Any shrimp will eat babies, so if you expect to get the RCS to breed, the only fish safe shrimp is the oto. Any other fish can and probably will eat babies.

Now people will say, but I have XXX fish and it doesn't and that may be the exception, but all fish will eat little tiny things in the water, and that includes baby RCS. With enough moss and stuff, you can minimize that effect and will get some babies living but that depends on the number of fish vs the number of RCS. If you had 50 RCS constantly breeding and 5 fish and lots of moss, it's possible to keep a colony going. If you have 30 fish and 2 RCS breeding, the babies will probably get munched.

Each fish has it's own personality and 1 fish might get a taste for shrimp and become relentless on it's pursuit of eating shrimp, and another fish of the same breed could care less.

Comes down to the fish really, hiding spots for your shrimp, etc.


----------



## randy (Jan 29, 2012)

I think GeToChKn meant all *fish* will eat baby shrimps.
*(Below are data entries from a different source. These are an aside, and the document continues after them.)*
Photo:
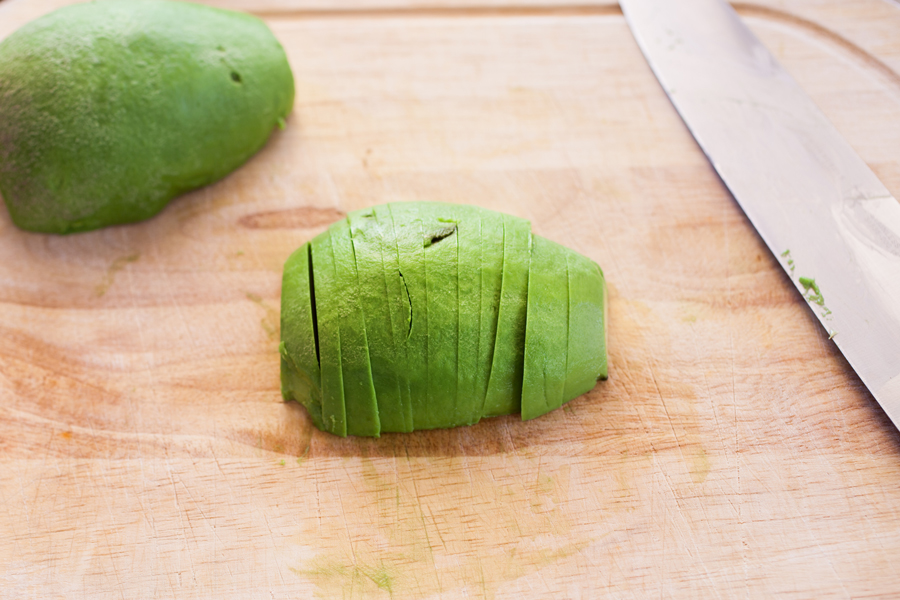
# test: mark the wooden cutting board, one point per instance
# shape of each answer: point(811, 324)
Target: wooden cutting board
point(144, 447)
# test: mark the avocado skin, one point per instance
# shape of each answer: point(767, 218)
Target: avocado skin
point(460, 289)
point(110, 109)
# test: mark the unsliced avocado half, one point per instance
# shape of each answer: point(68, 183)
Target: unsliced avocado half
point(110, 109)
point(422, 315)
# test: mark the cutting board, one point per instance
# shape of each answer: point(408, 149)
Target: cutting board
point(145, 450)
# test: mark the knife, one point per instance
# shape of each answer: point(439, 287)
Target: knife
point(832, 225)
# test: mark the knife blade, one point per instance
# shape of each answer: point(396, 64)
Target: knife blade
point(828, 219)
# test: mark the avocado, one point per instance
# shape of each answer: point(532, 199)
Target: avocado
point(428, 315)
point(469, 400)
point(400, 312)
point(370, 240)
point(356, 370)
point(491, 284)
point(327, 293)
point(504, 395)
point(546, 329)
point(586, 361)
point(442, 303)
point(411, 266)
point(300, 349)
point(109, 110)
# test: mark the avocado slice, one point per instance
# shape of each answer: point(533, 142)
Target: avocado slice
point(439, 240)
point(359, 391)
point(334, 414)
point(586, 361)
point(546, 329)
point(400, 315)
point(504, 395)
point(370, 239)
point(469, 275)
point(411, 265)
point(299, 349)
point(491, 283)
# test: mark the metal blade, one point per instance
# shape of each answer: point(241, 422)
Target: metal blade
point(832, 224)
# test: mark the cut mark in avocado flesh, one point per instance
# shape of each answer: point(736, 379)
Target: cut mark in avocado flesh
point(334, 414)
point(546, 330)
point(400, 309)
point(312, 302)
point(409, 236)
point(469, 273)
point(442, 304)
point(359, 390)
point(504, 395)
point(369, 239)
point(300, 373)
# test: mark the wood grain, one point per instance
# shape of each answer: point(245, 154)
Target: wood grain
point(144, 448)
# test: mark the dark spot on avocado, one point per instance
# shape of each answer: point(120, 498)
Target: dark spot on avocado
point(439, 234)
point(408, 299)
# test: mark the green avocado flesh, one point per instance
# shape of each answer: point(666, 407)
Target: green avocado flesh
point(419, 315)
point(110, 109)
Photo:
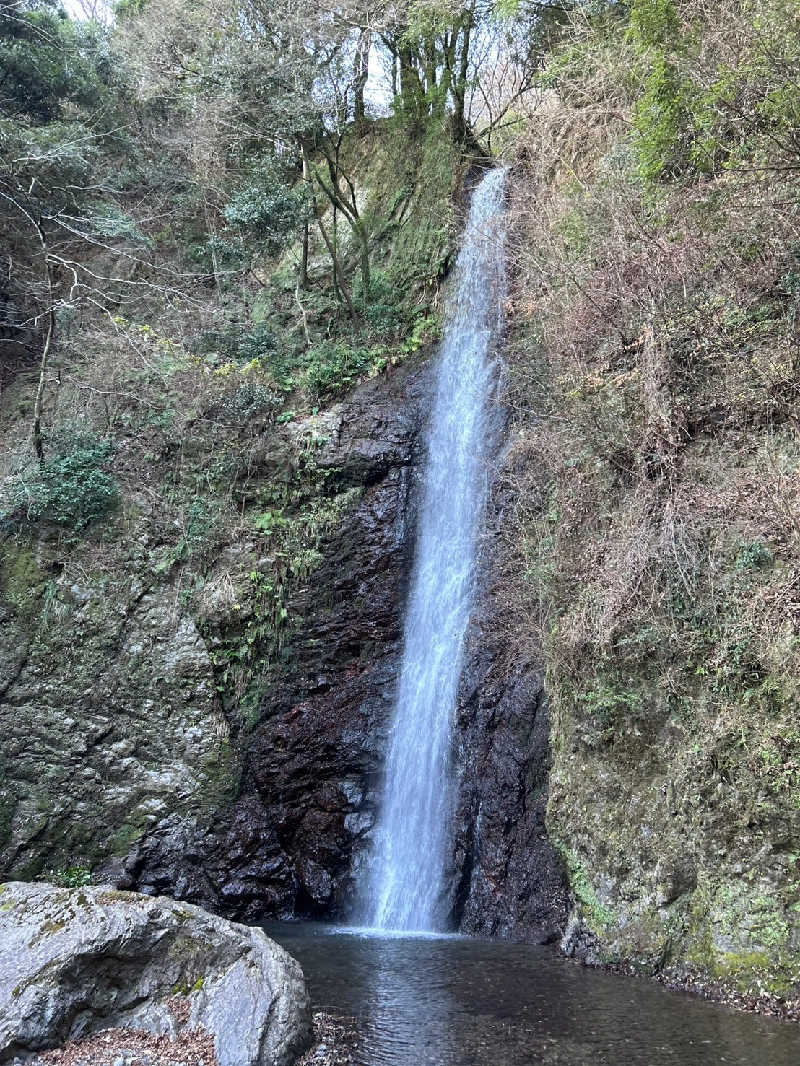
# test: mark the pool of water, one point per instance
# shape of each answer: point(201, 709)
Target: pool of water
point(453, 1001)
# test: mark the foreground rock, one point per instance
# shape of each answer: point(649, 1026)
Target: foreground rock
point(77, 960)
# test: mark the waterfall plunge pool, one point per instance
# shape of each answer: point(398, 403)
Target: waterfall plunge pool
point(454, 1001)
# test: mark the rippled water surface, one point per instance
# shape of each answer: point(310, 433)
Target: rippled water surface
point(462, 1002)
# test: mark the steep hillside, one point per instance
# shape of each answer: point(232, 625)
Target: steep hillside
point(655, 471)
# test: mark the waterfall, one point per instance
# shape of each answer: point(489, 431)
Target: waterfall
point(406, 888)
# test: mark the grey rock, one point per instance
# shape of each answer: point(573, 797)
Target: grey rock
point(76, 960)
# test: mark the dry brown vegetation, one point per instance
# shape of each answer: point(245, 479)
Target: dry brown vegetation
point(656, 465)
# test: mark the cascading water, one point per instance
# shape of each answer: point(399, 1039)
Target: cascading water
point(406, 886)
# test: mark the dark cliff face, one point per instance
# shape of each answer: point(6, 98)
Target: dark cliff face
point(310, 765)
point(297, 840)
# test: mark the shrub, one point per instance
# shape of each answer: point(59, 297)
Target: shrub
point(70, 489)
point(333, 367)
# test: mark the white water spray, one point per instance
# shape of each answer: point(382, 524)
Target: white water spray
point(406, 889)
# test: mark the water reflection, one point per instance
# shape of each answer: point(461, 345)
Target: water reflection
point(460, 1002)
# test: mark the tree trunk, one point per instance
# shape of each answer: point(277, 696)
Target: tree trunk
point(361, 71)
point(49, 340)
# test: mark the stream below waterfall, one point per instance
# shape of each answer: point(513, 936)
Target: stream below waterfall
point(453, 1001)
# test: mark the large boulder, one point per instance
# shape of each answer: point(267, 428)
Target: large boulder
point(79, 959)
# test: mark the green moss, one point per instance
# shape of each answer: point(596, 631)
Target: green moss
point(21, 580)
point(600, 916)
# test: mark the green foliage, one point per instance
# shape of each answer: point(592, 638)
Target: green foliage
point(268, 209)
point(335, 366)
point(661, 122)
point(72, 489)
point(754, 555)
point(655, 23)
point(76, 875)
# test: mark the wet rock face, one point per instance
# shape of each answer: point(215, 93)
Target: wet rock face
point(157, 790)
point(310, 766)
point(511, 883)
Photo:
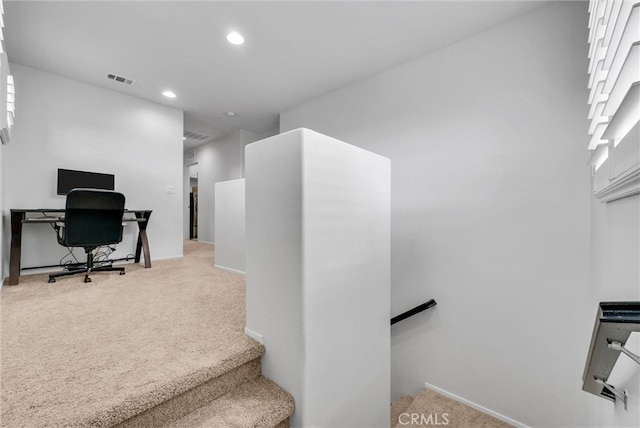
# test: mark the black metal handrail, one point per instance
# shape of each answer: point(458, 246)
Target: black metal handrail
point(411, 312)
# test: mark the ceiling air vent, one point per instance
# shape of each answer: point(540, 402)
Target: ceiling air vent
point(196, 136)
point(120, 79)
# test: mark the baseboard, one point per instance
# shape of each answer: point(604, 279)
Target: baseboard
point(229, 269)
point(255, 336)
point(476, 406)
point(203, 242)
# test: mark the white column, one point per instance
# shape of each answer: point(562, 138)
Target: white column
point(230, 225)
point(318, 275)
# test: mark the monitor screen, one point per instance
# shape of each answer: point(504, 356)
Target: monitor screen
point(69, 179)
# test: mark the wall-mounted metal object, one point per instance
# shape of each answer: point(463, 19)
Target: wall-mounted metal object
point(615, 322)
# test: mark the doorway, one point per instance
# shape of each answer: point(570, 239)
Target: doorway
point(193, 202)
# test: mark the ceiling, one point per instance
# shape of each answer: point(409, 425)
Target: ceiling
point(294, 51)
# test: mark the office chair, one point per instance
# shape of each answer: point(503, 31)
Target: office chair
point(92, 218)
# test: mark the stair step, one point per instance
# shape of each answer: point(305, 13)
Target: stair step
point(176, 406)
point(431, 408)
point(259, 403)
point(398, 407)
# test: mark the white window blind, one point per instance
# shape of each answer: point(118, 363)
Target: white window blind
point(614, 97)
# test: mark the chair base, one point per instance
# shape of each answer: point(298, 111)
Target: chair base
point(86, 272)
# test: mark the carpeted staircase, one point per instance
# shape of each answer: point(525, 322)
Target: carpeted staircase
point(429, 408)
point(160, 347)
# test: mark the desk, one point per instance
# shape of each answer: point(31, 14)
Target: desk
point(19, 217)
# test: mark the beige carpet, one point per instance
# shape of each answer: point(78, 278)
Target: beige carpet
point(72, 354)
point(429, 408)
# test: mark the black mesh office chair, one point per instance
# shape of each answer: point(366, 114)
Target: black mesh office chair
point(92, 218)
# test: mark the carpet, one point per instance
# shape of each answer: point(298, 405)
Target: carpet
point(95, 354)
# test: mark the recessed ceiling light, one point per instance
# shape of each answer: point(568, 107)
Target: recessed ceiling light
point(235, 38)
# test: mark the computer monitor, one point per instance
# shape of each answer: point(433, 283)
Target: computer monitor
point(70, 179)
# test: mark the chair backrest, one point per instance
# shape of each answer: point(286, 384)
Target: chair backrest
point(92, 218)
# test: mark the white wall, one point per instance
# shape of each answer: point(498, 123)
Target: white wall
point(318, 268)
point(616, 277)
point(67, 124)
point(219, 160)
point(230, 225)
point(490, 211)
point(4, 216)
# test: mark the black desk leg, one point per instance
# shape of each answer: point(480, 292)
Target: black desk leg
point(16, 246)
point(143, 243)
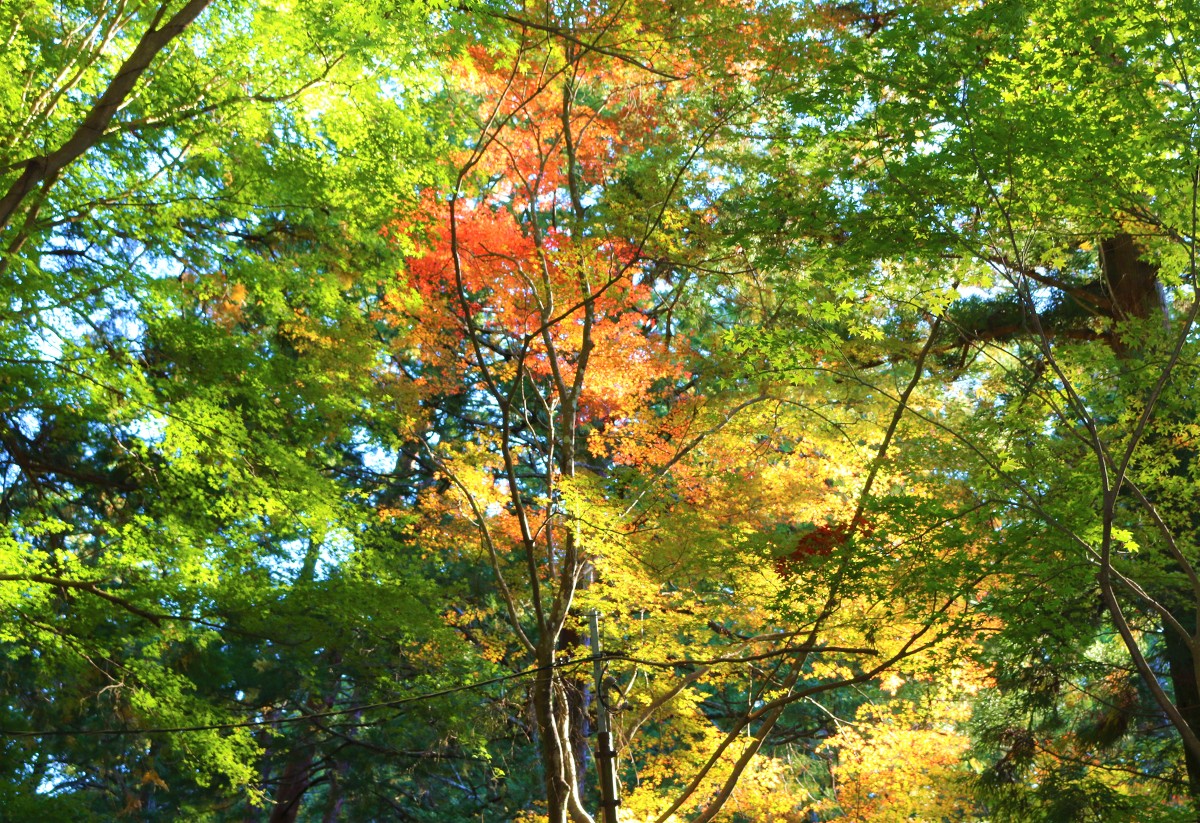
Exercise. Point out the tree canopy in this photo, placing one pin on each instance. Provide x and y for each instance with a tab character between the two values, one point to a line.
436	412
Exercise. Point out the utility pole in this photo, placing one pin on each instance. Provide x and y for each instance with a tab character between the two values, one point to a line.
606	757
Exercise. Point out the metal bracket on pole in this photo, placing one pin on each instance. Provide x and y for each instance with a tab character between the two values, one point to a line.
606	757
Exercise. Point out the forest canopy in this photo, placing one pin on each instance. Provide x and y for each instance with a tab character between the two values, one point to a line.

To answer your question directly, all fish are compatible with shrimps, the problem is no shrimp is compatible with fish ;-) Well, okay, except maybe otto.


----------



## zfarsh (Apr 7, 2011)

if you are keeping RCS, because they are inexpensive (relatively), you can try any small fish, and make sure there is alot of plants / moss in the tank. I personnaly have Aspidoras (like a dwarf cory), and know some have tried Chili Rasboras, in my 10 g setup. I also have some Otos, and those are 100% compatible.

Now, if you were to say you have fire red, or Crystal Shrimps which are 3 - 10$ /each, i would have told you to stick with Otos to maximize their numbers, specially if you want to sell them for $$$$, but for rcs, they will breed fast enough (make sure you have at least 20 of them though, and enough plants).


----------



## kuler22 (Jul 16, 2012)

Thanks everyone. It appears that it is somewhat trial and error based on species of fish but what is clear is that the shrimp need a fighting chance with sufficient cover (plants, moss, and hiding spots). 

Appreciate the insights.


----------



## someguy (Sep 7, 2009)

Ottos and pygmy cories, anything bigger will eat babies remember a fish will eat anything that fits in its mouth typically.

If you dont care about babies your choices open up. Even with baby eating fish you will still see some survive just dont expect enough to sell, which for cherries wont matter since theyre worth pennies anyways.

My advice: get the shrimp and fish you want and if things dont work out you can always start another tank!


----------